The conservative Liberal-National Party coalition has declared it will lead the campaign against the referendum – just as it did against a Republic. It argues that the proposed change to the Constitution is, in effect, racist. It also argues that it will add another layer of bureaucracy which will worsen rather than improve the situation of the indigenous population.
It has recruited some prominent Aboriginal figures to the cause – seriously complicating the issue for Australian voters.
And the intensifying debate is bringing out some deeply nasty racial undercurrents in Australian society which have always played a role in the struggle to improve the plight of indigenous Australians.
Polls show that support for The Voice has been slowly eroding, even though it still has a narrow majority of support.
Republican campaigners fear defeat of the referendum for The Voice might discourage the Albanese government from pressing ahead with a second referendum on the republic.

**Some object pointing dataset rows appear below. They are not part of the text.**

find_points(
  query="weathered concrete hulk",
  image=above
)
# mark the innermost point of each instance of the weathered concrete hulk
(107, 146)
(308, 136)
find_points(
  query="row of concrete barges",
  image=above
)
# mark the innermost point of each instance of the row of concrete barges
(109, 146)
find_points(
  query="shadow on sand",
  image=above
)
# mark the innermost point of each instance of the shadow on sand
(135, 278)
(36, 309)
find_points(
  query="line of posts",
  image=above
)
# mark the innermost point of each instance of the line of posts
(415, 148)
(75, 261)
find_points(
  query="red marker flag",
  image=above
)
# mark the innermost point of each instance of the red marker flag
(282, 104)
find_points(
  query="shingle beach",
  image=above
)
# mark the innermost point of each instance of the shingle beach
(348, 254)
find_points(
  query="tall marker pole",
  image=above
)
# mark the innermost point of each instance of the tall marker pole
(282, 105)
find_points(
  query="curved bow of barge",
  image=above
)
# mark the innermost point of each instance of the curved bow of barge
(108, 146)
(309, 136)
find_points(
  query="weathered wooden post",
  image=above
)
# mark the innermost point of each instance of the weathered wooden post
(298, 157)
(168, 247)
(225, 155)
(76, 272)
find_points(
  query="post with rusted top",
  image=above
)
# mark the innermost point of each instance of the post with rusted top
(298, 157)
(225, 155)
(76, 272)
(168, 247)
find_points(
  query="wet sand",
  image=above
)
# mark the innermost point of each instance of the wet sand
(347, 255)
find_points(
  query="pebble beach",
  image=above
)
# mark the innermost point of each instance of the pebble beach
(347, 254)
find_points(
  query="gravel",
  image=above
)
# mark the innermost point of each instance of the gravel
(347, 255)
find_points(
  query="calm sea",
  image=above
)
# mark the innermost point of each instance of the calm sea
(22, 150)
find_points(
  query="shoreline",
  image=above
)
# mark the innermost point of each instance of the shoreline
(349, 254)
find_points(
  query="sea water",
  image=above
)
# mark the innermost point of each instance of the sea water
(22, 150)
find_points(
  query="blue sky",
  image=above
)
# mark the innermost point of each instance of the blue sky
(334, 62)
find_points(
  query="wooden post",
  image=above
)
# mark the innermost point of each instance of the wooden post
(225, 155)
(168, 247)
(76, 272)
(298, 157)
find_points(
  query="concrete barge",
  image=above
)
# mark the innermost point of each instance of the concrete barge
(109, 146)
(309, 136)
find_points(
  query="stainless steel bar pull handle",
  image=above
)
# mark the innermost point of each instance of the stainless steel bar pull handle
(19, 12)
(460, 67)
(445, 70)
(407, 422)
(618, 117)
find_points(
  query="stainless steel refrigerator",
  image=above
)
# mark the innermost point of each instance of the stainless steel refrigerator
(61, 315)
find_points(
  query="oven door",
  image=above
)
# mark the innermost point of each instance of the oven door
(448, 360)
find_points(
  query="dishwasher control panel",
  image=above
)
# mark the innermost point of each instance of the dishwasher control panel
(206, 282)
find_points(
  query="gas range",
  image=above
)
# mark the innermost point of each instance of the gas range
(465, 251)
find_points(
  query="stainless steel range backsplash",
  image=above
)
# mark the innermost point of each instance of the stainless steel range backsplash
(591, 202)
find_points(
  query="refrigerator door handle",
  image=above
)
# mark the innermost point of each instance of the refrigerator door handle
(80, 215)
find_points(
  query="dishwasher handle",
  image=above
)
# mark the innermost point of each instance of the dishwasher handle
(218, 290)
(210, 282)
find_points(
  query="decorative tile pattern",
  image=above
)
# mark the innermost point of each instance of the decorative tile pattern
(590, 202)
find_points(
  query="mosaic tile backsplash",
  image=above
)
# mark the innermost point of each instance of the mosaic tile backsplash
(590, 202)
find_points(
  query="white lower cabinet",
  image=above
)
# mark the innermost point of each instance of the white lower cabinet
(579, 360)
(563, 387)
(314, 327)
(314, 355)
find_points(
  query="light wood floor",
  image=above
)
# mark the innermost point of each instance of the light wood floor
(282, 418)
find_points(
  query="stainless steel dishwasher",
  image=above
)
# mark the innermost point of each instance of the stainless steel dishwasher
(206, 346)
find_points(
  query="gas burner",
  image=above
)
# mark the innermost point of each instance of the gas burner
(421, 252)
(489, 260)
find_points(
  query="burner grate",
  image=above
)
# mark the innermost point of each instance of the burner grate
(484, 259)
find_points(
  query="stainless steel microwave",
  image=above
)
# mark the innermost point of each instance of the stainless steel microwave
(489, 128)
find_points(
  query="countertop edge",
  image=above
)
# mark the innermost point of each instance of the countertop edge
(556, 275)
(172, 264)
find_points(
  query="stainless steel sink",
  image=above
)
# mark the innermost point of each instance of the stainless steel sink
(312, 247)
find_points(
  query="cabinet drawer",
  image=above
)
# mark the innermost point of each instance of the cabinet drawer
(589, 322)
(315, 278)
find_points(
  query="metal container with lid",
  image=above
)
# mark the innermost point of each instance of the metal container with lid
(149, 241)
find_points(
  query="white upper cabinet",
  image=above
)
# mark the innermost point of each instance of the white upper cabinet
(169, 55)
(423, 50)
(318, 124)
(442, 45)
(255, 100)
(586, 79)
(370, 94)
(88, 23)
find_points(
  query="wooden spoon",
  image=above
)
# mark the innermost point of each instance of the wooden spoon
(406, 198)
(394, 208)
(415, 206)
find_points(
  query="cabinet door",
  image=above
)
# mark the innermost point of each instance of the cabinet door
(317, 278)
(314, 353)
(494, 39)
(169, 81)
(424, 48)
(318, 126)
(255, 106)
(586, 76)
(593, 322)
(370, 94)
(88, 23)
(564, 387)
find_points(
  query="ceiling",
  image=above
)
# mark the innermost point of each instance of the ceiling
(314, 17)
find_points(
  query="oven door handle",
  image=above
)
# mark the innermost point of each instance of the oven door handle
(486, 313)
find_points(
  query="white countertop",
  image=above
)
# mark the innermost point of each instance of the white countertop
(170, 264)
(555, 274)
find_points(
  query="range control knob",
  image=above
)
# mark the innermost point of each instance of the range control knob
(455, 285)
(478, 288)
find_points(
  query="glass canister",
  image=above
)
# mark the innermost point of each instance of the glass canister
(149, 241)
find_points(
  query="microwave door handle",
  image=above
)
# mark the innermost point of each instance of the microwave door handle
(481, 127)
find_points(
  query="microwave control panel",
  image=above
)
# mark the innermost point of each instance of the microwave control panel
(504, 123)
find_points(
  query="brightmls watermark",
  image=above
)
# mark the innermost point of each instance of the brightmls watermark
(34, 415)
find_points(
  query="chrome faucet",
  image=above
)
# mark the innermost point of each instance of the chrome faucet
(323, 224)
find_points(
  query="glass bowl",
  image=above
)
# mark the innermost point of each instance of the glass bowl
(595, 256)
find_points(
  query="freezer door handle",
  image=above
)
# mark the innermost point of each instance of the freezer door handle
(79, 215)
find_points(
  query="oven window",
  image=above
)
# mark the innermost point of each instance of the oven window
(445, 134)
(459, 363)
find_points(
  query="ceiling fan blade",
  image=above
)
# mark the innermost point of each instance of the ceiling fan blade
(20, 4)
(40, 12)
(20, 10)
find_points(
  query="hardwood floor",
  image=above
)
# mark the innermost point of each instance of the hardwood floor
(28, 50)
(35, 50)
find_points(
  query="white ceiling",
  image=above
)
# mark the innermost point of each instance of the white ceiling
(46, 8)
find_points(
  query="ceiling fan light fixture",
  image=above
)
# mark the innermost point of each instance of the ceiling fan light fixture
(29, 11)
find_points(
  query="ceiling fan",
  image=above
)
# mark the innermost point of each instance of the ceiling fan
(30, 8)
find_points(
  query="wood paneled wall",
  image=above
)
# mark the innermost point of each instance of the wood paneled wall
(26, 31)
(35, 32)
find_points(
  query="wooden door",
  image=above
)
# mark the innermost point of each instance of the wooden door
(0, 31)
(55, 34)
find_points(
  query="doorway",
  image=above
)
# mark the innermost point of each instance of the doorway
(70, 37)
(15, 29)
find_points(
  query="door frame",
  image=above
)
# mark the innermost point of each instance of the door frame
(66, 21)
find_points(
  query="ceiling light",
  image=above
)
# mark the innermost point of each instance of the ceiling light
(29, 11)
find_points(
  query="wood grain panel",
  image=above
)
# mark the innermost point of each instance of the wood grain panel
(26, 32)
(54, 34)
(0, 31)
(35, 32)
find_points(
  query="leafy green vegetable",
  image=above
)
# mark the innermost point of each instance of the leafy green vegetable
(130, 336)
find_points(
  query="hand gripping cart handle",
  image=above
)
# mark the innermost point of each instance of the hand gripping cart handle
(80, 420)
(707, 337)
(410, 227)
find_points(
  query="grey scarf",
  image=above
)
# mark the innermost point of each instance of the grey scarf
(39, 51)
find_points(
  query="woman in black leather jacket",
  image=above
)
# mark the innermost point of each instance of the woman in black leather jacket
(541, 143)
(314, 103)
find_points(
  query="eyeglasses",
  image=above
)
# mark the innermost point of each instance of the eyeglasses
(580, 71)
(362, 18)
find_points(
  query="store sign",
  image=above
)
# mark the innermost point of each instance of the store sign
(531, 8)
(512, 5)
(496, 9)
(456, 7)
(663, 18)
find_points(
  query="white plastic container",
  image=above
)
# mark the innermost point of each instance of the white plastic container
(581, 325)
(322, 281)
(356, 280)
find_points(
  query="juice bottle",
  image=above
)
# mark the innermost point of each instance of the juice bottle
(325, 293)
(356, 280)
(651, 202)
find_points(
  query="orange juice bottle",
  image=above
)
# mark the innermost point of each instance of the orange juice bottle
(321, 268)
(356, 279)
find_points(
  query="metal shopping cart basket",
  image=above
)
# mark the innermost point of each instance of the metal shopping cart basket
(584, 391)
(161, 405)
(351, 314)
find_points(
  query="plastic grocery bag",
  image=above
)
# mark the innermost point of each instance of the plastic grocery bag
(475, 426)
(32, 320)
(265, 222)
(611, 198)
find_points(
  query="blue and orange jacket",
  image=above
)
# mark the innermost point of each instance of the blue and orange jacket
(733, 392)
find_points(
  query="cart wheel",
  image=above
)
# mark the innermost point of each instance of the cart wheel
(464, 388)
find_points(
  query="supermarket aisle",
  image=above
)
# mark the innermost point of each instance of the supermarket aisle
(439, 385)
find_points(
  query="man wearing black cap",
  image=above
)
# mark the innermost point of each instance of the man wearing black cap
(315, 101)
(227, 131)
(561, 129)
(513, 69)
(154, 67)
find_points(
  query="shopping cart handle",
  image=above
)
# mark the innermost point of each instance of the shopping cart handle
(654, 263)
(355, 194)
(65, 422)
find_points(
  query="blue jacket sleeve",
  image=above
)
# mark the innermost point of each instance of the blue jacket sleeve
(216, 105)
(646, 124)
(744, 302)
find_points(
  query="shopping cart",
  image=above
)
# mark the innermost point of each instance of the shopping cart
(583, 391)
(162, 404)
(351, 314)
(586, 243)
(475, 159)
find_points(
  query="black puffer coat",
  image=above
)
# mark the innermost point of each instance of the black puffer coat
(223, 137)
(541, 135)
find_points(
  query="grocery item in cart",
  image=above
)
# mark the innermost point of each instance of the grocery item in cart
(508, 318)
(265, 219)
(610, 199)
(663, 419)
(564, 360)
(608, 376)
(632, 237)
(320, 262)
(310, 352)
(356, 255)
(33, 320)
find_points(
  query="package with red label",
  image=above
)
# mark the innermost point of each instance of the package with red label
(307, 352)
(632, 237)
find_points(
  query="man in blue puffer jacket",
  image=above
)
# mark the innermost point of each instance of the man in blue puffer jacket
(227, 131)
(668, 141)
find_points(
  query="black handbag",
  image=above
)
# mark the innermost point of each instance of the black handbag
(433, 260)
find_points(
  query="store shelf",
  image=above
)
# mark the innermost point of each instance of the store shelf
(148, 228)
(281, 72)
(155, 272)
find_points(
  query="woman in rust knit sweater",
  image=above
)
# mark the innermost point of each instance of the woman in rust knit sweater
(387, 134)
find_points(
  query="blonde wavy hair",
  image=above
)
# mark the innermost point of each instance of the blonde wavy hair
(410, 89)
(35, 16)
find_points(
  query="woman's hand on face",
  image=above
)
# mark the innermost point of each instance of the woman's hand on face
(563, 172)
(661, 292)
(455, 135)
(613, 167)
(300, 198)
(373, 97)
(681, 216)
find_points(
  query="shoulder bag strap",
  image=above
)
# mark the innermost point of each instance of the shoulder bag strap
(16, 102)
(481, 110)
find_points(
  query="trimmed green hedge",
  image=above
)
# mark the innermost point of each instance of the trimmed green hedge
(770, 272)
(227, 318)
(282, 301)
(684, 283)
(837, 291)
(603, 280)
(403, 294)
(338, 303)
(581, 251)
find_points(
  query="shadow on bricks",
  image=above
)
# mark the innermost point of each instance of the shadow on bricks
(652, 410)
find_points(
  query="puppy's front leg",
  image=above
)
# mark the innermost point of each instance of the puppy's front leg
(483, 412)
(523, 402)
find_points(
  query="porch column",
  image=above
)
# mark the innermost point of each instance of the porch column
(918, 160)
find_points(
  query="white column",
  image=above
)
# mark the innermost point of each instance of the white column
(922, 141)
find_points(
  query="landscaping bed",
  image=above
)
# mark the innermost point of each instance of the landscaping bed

The coronation of King Charles comes at a point in Australian history when a majority of its citizens believe this should be the last time a British man or woman becomes the head of state of Australia, a position no Australian citizen is eligible to fill.
Which gets us back to the coronation.
Albanese is under pressure to ensure that there is no backsliding on the republic and therefore to spell out clearly and strongly that, while Australians wish the new King well, their government is absolutely committed to taking the constitutional steps to ending its colonial ties with Britain and with the monarchy during King Charles III’s reign.
For this reason, Australians will be taking a special interest in the coronation which goes well beyond enjoying the spectacle of the pomp and ceremony confirming Charles as King of Australia.